Endlich Windkraft in Schönwalde. Endlich sauberer Strom. Die Energiewende ist in vollem Gange und wir freuen uns alle - nein nicht alle. Die Anwohner, die direkt neben den Dingern wohnen freuen sich nicht, es sei denn Sie haben Anteile an den Mühlen und verdienen fleissig mit. Weil dann ist einem auch der Lärm und die Aussicht egal. Achja und die Schlechte-Launetruppe um Uwe Abel freut sich natürlich auch nicht, weil jetzt heisst es wieder Anstrengen und mit gefährlichem Halbwissen gegen den Herrn Oehme schiessen. Ich hoffe nur, dass die Dinger dort aufgestellt werden, wo nicht 100 Vögel den Tag durch die Dinger geschreddert werden. Lieber ne Windmühle vorm Haus, als nen Braunkohletagbau als Nachbar!

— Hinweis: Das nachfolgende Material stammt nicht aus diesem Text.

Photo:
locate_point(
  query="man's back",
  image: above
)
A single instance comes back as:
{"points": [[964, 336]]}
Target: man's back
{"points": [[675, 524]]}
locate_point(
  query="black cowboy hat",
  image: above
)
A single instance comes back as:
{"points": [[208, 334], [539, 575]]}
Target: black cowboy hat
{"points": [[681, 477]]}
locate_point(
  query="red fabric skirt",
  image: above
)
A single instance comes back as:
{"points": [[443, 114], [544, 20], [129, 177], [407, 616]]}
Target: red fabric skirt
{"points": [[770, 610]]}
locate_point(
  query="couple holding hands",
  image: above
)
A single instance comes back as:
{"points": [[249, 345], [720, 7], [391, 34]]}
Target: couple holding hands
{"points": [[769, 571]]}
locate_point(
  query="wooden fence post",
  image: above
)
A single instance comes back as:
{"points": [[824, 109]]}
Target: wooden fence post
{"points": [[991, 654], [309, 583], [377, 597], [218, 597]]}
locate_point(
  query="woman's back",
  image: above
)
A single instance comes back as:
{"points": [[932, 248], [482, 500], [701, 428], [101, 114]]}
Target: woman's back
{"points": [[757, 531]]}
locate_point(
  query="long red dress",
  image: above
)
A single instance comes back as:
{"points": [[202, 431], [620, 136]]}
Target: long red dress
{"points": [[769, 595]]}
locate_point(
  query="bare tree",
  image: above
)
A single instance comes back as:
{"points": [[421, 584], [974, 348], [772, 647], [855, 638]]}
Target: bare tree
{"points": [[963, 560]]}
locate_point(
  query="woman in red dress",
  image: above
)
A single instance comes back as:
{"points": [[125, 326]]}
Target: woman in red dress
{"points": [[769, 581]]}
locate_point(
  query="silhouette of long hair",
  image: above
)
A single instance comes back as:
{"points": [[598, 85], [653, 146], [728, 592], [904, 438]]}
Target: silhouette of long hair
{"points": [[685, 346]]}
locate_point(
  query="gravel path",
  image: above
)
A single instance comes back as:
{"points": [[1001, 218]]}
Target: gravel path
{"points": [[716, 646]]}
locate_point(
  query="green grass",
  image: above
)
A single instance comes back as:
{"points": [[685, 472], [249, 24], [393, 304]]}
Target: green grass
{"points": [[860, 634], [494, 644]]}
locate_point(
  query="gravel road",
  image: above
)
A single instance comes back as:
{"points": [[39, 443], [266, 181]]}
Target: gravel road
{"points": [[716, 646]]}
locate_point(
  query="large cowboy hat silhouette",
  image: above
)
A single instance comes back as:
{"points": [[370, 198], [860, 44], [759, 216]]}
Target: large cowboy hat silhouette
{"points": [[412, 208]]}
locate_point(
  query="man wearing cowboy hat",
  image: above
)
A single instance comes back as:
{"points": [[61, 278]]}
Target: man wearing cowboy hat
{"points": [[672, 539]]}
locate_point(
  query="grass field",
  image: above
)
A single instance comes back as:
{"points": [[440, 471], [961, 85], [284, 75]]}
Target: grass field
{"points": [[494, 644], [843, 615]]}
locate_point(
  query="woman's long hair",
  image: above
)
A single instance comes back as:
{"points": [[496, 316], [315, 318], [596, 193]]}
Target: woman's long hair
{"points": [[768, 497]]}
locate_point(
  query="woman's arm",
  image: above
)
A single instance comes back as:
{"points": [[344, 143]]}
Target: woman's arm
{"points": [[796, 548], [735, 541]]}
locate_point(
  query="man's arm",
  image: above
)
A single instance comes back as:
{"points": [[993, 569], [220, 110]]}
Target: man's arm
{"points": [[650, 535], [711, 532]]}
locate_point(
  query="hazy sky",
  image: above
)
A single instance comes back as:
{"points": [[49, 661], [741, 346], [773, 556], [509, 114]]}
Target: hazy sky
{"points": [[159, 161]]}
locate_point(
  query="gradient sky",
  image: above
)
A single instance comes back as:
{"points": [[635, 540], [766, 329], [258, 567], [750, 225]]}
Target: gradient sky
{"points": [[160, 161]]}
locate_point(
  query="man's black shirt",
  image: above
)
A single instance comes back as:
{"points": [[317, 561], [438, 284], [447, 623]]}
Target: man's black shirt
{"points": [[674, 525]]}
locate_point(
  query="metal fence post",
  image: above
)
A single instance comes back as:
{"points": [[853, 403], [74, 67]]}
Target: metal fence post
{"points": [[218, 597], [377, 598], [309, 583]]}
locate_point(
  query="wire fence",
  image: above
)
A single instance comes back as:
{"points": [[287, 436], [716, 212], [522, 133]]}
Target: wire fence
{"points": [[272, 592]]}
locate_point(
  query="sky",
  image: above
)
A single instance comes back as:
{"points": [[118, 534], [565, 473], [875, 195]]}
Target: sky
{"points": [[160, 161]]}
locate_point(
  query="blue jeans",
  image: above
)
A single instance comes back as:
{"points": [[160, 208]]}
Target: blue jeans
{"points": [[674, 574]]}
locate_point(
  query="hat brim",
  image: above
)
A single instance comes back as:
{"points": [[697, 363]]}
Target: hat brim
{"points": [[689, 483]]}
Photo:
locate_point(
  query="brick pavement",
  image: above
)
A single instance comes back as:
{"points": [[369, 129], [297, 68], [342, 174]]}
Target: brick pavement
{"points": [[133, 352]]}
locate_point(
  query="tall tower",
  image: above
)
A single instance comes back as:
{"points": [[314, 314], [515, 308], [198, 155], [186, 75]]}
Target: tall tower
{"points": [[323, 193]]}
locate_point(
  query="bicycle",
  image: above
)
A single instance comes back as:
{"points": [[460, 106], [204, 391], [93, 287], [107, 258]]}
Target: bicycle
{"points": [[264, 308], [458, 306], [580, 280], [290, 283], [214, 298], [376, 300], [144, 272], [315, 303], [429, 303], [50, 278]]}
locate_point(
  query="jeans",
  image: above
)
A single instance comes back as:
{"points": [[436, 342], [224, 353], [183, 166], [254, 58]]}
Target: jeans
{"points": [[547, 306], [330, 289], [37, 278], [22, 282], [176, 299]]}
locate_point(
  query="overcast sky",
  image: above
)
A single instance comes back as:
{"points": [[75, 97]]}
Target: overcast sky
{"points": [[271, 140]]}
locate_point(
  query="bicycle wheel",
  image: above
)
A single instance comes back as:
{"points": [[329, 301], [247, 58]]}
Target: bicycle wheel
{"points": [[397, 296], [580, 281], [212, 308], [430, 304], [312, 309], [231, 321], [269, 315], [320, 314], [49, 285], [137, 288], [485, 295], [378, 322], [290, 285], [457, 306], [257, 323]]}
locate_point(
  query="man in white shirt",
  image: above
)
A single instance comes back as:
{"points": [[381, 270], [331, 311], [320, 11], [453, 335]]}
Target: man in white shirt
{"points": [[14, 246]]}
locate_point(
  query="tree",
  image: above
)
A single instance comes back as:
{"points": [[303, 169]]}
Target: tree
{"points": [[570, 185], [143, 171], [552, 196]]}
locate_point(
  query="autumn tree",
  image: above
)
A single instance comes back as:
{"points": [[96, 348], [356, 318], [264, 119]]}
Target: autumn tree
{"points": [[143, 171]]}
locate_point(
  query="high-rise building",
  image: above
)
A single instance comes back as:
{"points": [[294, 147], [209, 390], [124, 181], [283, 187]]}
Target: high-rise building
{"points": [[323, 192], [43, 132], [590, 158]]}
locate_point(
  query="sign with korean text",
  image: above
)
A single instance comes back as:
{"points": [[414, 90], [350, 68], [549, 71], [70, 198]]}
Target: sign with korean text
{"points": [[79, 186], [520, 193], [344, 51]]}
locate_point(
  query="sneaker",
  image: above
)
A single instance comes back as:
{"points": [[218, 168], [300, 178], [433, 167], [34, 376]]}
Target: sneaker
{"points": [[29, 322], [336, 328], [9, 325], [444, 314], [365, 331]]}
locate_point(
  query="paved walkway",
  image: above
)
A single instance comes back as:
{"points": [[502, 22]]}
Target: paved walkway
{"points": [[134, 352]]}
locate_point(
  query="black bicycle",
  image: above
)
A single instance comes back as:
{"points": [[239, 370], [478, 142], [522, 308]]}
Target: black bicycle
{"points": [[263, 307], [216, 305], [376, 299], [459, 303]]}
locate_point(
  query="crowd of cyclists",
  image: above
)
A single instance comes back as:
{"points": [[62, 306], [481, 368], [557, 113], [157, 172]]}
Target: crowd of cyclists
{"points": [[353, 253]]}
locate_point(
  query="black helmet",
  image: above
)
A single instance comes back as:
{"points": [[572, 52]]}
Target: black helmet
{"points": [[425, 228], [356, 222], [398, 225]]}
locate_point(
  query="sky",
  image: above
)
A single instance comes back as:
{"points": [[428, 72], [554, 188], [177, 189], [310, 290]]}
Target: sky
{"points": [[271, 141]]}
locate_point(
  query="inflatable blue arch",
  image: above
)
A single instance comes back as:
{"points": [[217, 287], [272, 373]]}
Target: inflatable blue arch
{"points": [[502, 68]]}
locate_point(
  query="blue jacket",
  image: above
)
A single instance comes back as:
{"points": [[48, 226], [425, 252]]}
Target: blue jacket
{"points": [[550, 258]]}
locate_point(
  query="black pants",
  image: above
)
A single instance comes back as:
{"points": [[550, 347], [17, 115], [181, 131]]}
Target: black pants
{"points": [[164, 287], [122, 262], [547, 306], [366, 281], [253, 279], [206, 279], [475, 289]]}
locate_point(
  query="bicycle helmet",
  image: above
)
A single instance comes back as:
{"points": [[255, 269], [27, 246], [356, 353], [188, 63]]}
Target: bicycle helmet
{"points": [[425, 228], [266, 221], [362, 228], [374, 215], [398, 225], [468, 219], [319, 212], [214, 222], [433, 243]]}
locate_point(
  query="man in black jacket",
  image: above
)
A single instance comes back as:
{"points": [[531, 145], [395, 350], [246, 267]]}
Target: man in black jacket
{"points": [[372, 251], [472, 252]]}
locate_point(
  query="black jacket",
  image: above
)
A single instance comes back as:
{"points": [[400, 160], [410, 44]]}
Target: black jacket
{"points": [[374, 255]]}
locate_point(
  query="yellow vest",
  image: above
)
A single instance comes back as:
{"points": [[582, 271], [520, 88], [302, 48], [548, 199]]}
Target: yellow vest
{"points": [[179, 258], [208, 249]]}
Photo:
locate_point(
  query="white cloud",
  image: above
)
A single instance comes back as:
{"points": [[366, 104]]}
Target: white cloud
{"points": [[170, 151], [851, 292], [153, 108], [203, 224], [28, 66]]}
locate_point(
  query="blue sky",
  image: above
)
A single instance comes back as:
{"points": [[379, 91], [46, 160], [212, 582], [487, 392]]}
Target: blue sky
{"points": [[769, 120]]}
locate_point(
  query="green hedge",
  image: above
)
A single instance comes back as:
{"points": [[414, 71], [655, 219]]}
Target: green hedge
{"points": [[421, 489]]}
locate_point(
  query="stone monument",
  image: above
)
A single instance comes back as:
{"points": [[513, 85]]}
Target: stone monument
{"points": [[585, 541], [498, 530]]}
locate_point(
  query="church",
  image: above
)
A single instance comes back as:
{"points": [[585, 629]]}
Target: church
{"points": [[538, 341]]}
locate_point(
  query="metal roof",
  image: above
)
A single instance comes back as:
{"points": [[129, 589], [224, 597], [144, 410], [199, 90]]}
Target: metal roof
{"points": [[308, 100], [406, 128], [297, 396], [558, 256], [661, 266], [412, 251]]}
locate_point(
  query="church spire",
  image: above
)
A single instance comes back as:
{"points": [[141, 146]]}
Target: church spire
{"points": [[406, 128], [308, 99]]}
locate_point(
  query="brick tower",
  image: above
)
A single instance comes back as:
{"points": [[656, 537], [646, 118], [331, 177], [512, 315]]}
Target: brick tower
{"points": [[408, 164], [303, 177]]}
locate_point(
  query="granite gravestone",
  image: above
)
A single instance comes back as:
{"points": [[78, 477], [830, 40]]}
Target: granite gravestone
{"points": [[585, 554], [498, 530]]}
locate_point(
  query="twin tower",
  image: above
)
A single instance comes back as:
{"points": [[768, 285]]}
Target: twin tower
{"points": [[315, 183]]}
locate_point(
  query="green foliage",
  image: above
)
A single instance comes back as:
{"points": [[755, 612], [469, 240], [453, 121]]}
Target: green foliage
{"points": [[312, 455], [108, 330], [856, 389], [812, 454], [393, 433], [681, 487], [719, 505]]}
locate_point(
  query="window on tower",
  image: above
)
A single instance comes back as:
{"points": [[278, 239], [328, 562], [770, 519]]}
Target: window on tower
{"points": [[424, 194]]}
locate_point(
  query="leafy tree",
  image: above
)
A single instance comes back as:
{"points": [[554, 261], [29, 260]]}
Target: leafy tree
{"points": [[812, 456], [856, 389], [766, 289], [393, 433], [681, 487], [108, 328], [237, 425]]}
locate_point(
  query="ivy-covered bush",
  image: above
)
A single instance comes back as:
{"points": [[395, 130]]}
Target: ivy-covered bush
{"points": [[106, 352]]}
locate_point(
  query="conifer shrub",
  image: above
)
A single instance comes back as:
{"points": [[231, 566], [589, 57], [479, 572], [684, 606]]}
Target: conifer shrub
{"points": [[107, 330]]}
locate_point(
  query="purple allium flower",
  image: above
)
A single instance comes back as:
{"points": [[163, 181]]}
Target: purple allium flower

Thomas 05.11.2012 - 17:41:35

Herr Oehme bewegt sich

Na dann bewegen Sie sich mal Herr Oehme. Hoffentlich dieses Mal in die richtige Richtung, nämlich hin zu ihren Bürgern. Und immer daran denken, Sie sind Bürgermeister dieser Gemeinde und keinesfalls ein am Rande stehender, der nur mal so eben am Verfahren beteiligt werden muss. Sie stehen in der Verantwortung, denn Sie haben das alles angezettelt.

Uwe Abel 04.11.2012 - 09:06:22

Sicher?

Zitat: "Ich vermute, die Gemeinde wird keine Einwände haben. Es dürfte auch vor Gericht sicher schwer fallen, plötzlich eine ablehnende Haltung darzustellen", betonte der Geschäftsführer der Berliner Stadtgüter GmbH. Das sehe ich nicht so. Inzwischen haben sie ja den Bürgerwillen in Form des Widerstandes wahr genommen. Die GV wird also hoffentlich so klug sein, die Interessen der Anwohner zu vertreten und nicht die eines Investors. Uwe Abel

Wahlhoffnung 2014 04.11.2012 - 02:17:20

Bummerang

Dumm gelaufen - jetzt wird der Bürgermeister mit seinen eigenen Waffen geschlagen. Da hilft es ihm auch nicht mehr, die "Phrasenmaschine" anzuschmeißen und auf einmal so zu tun, als hätte man mit alledem nichts zu tun. immer mehr Bürger werden hoffentlich merken, welche Amateurtruppe in dieser Gemeinde am Werk ist und den an sie gestellten Anforderungen nicht gewachsen ist.